I was photographing in Gonzales, Texas, in March of 2016 and stumbled upon what was, to me, a shocking vestige of our America — a segregation wall in Templin’s Saloon. It had been retained by the proprietor as a reminder of darker times. My local guide described how his own grandmother had to sit on the backside of that wall until the mid-1960’s. As I set about documenting this ghost of Jim Crow, I was keenly aware that the nearby big-screen TV was broadcasting US Senator Mitch McConnell speaking about obstructing the nomination of Merrick Garland to the Supreme Court. It struck me that these ghosts are are very much alive.

That is when I began actively seeking to document vestiges of segregation and the struggle for equality.

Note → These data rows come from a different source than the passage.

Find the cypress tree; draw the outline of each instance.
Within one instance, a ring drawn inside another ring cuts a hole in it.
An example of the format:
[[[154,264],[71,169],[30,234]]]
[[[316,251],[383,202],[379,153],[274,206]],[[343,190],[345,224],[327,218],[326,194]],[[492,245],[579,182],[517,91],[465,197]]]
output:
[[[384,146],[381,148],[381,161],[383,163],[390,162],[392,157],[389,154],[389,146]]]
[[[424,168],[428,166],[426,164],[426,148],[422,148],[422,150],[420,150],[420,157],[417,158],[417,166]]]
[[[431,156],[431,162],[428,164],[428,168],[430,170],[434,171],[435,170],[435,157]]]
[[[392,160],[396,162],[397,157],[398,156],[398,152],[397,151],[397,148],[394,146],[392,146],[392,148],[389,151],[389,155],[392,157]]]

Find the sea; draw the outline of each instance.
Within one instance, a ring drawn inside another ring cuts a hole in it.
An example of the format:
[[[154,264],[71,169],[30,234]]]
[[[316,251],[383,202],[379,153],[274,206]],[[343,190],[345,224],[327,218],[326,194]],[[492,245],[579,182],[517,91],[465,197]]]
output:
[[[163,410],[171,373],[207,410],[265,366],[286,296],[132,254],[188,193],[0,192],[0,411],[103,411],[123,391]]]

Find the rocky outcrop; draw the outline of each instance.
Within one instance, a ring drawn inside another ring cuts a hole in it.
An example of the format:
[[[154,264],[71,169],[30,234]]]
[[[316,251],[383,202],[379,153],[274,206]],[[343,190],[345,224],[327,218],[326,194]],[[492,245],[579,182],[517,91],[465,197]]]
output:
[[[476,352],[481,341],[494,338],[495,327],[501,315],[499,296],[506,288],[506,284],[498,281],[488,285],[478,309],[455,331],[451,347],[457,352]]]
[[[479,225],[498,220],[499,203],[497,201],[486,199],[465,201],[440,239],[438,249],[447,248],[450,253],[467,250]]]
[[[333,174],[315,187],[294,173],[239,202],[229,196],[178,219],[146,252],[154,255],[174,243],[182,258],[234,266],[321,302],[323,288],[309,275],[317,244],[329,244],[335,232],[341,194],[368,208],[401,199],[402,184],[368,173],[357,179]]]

How do you locate the sites that display vestiges of segregation from the past?

I find my locations much like I find my inspiration, by talking with people who have different experiences than me, by reading broadly, and by searching the internet for locations. I at least scan the New York Times and Washington Post every day, and I read articles on such sites as blacklist.org, eji.org, and an assortment of historical preservation websites. Here in New Orleans, you have the absolutely amazing Historic New Orleans Collection and their Williams Research Center, which are world-class resources.

Since I am a photographer, I also research what each potential location actually looks like, what time of day and year might be most favorable, and how it juxtaposes with its physical context. To do this, I often get in the Google helicopter, also called Google Earth, for a quick flyover, then I get in the Google car — street view — and drive by. There are times when I get to a new town and feel like I’ve been there before, just because I’ve driven up and down the streets so many times online. In fact, I’ve found some of the locations just going for a virtual drive.

Rich Frishman (American, b. 1951), Lynching Site of James Chaney, Mickey Schwerner, and Andrew Goodman, Neshoba County, Mississippi, 2018, Archival inkjet print, Gift of an anonymous donor

Two of your photographs are currently on display at NOMA — one of a bricked-in movie theater entrance in Tylertown, Mississippi, and another of the infamous murder location of three civil rights workers in Neshoba County, Mississippi. Can you describe how you framed these works, and anything that you found particularly nuanced about them?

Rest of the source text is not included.